En 1847, à l'époque où les États-Unis déclarèrent la guerre à leurs voisins du Mexique, je fus envoyé, en qualité de reporter, à la suite des armées américaines, pour rendre compte de l'expédition des généraux Taylor et Scott, expédition combinée qui devait prendre l'ennemi des deux côtés à la fois, pour mieux venir à bout des troupes du président Santa-Anna.

Les chefs de notre corps avaient traversé le Rio-Grande et, descendant à travers les cerros, les vueltas et les canons du pays, étaient arrivés en vue du lac de Texicoco, près de la lagune d'Ayalla. A notre droite, l'Ixtuccihualt (la Femme de neige) nous éblouissait par l'éclat de sa réverbération, quoique le pic fût à quatre lieues de nous, et pourtant, grâce à la pureté de l'atmosphère, on eût dit qu'on pouvait le toucher de la main.
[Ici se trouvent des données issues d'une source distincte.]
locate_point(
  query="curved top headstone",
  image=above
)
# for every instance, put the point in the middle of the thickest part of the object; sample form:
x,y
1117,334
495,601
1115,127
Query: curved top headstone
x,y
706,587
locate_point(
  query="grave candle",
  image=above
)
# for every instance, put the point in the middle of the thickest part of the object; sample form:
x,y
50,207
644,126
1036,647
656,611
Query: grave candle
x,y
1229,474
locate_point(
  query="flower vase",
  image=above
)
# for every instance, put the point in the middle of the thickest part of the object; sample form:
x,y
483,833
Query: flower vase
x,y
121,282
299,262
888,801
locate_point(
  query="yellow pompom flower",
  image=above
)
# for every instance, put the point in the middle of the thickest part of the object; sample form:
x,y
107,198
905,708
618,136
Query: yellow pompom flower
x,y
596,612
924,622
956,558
Nous apercevions également, sur la même ligne, le Popocatepelt, la plus haute cime du Mexique et le volcan le plus élégant du globe, élevant à près de dix-huit mille pieds sa tête orgueilleuse.

Au bas de ces deux rois de la Cordillère, s'étendait la magnifique plaine d'Amecameca, semée de vertes moissons, et çà et là surgissaient, rompant la monotonie des lignes, ces pitons extraordinaires, produits volcaniques à la tête couronnée de sapins, isolés dans la plaine de Mexico.

Devant nous s'étendait le Penon, la grande chaussée qu'il faut traverser pour arriver à Mexico, dont les murailles blanchissaient au soleil, dont les dômes étincelaient à nos yeux.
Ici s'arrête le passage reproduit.